Rent growth in the San Diego industrial market shows no signs of slowing so far in 2021. Driven by heightened demand from logistics users and life sciences firms expanding across the region over the past year, annual rent growth has reached its highest point in two years, at 5.7%.
Year to date, rents in the logistics and flex sectors are up 3% already, an annualized rate of more than 7%, while rents in specialized inventory have grown by 2.1% in the early going of 2021. On a year-over-year basis, rents in the logistics sector, which includes distribution and warehousing facilities, are up 6.5%, while flex rents have grown by 5.2%.

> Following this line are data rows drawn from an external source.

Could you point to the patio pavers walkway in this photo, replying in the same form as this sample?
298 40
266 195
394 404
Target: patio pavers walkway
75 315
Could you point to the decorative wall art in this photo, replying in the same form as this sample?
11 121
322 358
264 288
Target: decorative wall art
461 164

Otay Mesa continues to lead the region in rent performance, with rents growing 7.3% year over year, and logistics inventory is leading that surge with 8.1% annual growth. The heavy speculative pipeline in the submarket has done little to dent recent momentum. There’s 1.8 million square feet of available space in the pipeline, although demand has risen to fill new buildings as they deliver. That was the case in the first quarter of 2021, when three buildings at Majestic Realty’s Majestic Sunroad Center, all built on a speculative basis, delivered and were fully occupied by the end of the quarter.
In San Diego’s core life science node in the Sorrento Mesa area and in Torrey Pines, rents have grown by 3.6% and 3%, respectively, year to date, in flex inventory.
That industrial sector has been particularly hot as biotech firms continue seeking out space to expand into and judging by recent venture capital investment in San Diego, the faucet doesn’t appear to be shutting off any time soon. Roughly $2.4 billion was raised by San Diego start-ups during the first quarter of 2021, according to Connect/San Diego Venture Group, with several local biotech firms raising more than $100 million. That was a 200% increase compared to the first quarter of 2020. Last year, CUE Health raised $100 million to help accelerate the development of rapid COVID-testing kits. That was followed by the firm receiving a nearly $500 million award from the Department of Defense, both of which allowed the firm to expand into an additional 200,000 square feet in Vista in 2021.
When comparing rent growth among building sizes, bigger appears to be better. Annual rent growth for industrial and flex facilities larger than 200,000 square feet is 6.6%, and it’s 6.4% for buildings between 100,000 to 200,000 square feet. The next smaller slice, buildings between 50,000 and 100,000 square feet, have recorded rent growth above the region’s average at 6.1%. Rent growth in smaller buildings below 50,000 square feet, often manufacturing facilities occupied by local firms, have the lowest rent growth, with year-over-year growth of 5.1%.